Recession fears began to grip the world towards the end of the quarter. Several economists slashed second quarter real GDP forecasts in the US to +2.4% after the Fed’s more aggressive stance towards rate rises became apparent; forecasts had been close to +4% in January 2022. The situation in the US was aggravated further by the release of a disappointing consumer spending report in June.

However, many market participants believe any US recession could be mild, given the low level of unemployment, and lower sensitivity to the events in Ukraine. Europe finds itself in a much tougher position, with large dependence on Russian energy adding to cost of living pressures across the continent. As a result, real incomes are falling quickly and growth in the region’s export market is slowing. Consensus among economists increasingly points to a mild recession in Europe in coming quarters.

Equity, credit & commodities

Equity, credit, currency and commodity markets experienced significant mark-to-market volatility against this backdrop of high inflation and slowing growth.

Global developed equities, proxied by MSCI World, fell by approximately 9% in GBP terms, with all but two countries registering a negative return. Emerging Markets – proxied by MSCI Emerging Markets –fared better; the index fell a modest -4% in GBP terms, although this was heavily skewed by China, which appreciated by +12% in GBP terms, following the easing of some COVID restrictions. Almost all countries in emerging markets posted negative returns over the quarter. In terms of styles, the higher interest rate environment proved supportive for Value stocks vs Growth counterparts – as had been the case in Q12022. Value stocks outperformed Growth by more than 8%. Unsurprisingly, the most successful style was Low Volatility, which can outperform during equity drawdowns.

Credit experienced one of its worst periods in recent history. A perfect storm of rising rates – driven by inflation and subsequent central bank actions – and widening credit spreads, sparked by growth and recession fears, caused major falls in most bond prices. Government bond yields continued to rise across the globe, particularly in the US, where the 2-year and 10-year yields rose to 2.93% & 2.98% respectively, a rise of over 70 basis points in each case. Government securities and investment grade corporates –proxied by two of the Bloomberg Global Aggregate indices – both fell approximately 9% in local terms in Q2 2022. Large bond duration, a measure of interest rate sensitivity, was the main driver.
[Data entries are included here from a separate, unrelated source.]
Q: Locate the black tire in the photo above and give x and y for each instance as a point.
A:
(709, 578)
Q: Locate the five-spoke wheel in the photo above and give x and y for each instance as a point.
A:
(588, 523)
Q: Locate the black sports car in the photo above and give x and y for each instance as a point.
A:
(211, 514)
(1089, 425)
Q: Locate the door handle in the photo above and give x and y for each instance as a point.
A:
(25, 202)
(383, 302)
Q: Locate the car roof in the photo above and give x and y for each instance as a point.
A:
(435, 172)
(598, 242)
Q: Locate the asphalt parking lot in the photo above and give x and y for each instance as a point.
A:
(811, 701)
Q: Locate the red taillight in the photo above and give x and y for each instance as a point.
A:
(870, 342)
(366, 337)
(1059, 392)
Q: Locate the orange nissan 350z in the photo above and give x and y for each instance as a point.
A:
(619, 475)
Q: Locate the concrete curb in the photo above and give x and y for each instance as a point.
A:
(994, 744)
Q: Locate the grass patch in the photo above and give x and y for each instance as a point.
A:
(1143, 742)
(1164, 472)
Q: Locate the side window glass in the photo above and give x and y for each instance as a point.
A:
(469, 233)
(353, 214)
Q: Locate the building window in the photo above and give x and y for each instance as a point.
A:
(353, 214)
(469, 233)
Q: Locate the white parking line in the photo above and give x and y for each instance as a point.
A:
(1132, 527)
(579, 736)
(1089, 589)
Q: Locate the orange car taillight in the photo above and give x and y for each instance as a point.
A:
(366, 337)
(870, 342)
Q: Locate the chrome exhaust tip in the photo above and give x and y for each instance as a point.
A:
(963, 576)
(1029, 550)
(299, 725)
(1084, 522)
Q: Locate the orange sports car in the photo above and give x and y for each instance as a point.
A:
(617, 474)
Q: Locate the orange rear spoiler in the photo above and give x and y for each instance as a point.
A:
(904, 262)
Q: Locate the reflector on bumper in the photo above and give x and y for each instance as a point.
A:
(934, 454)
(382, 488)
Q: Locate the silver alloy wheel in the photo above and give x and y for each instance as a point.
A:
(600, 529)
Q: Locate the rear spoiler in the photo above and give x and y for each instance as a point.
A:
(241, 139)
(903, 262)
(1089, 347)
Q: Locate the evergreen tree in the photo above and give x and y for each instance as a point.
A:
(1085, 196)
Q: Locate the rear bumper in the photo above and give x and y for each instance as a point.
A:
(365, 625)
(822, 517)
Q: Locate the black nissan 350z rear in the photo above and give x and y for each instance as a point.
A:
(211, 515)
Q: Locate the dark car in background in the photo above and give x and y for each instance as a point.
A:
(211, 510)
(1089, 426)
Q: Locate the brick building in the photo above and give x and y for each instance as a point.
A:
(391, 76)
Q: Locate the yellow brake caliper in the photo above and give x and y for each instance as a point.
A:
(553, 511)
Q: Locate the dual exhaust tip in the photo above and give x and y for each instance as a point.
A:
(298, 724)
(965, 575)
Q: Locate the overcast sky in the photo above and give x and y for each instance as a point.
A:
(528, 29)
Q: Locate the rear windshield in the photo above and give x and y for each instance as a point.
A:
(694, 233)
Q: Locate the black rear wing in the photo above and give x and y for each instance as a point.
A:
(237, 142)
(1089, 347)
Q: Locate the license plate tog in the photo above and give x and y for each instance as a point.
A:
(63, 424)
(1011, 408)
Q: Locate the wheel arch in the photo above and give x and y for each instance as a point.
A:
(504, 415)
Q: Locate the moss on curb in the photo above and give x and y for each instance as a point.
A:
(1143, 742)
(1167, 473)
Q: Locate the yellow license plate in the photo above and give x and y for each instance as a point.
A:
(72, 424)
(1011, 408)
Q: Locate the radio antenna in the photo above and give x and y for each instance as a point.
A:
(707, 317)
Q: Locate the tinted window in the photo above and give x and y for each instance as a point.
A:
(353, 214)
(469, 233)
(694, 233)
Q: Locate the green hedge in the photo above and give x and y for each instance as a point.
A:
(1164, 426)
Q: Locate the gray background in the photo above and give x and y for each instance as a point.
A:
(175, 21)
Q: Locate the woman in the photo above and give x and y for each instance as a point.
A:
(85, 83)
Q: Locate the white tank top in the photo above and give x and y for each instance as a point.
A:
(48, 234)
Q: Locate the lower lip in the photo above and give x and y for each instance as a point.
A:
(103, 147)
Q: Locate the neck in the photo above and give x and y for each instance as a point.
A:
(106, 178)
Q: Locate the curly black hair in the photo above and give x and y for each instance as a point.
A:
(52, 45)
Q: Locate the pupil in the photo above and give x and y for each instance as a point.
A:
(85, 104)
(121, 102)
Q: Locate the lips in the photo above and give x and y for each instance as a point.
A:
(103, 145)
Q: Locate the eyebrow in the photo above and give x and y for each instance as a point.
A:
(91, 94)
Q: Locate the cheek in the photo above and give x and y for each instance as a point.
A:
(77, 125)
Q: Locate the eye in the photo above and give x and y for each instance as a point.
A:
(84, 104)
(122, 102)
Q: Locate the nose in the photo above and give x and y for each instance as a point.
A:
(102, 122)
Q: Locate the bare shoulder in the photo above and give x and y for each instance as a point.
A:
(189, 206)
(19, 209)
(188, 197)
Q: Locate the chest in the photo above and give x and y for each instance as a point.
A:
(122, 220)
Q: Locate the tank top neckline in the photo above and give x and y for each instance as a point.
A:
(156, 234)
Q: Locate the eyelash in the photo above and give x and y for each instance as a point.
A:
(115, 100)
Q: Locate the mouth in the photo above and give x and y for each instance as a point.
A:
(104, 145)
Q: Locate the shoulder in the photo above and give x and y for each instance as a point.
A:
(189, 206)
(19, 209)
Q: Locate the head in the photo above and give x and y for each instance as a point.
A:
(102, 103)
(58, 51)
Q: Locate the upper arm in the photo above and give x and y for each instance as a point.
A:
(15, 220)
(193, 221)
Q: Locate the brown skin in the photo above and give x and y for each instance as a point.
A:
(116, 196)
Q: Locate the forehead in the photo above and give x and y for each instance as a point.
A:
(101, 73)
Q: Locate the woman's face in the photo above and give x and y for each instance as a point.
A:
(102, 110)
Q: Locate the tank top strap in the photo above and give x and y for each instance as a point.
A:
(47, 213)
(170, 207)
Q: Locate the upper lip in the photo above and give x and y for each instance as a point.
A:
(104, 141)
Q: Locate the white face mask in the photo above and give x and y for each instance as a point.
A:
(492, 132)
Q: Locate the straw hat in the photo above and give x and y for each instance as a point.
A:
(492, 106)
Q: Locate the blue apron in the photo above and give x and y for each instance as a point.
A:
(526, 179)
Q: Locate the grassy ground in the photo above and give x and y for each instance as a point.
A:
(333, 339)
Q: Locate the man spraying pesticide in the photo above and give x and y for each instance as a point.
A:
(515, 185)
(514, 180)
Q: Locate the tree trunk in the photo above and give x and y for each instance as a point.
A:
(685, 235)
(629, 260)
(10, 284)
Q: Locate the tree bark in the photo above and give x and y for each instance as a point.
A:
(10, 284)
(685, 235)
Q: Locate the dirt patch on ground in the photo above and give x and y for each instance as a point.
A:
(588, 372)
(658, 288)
Sub-investment grade securities had a torrid period, with high yield corporates – proxied by the Bloomberg Global High Yield Corporates Index – falling over 11% in local terms, after recession fears sparked significant spread widening.

Many commodities finally ran out of steam, as recession worries began to trump the supply squeeze following the invasion of Ukraine. Both precious and industrial metals suffered heavy losses in Q2 2022. Notable examples included nickel and copper, which saw spot prices fall by 25% and 34% respectively (in GBP terms). Oil was a notable exception to this trend, with the WTI benchmark rising over 14% in GBP terms.

Dollar rush

Recession concerns and tight monetary policy drove more investors to the US dollar, which is typical during times of market stress. The DXY Index – a measure of US dollar strength relative to a basket of foreign currencies – rose another 6.5% over the quarter, taking its year-to-date appreciation to over 9%. This has become particularly prevalent vs the Japanese yen, which depreciated due to the Bank of Japan’s continued stance on yield curve control. The US dollar appreciated approximately 11% vs the yen in the second quarter alone.

Looking forward at quarter-end, there were still several key questions for investors to ponder. It is still very unclear how the slowing growth and high inflation themes will play out or how much is priced into markets.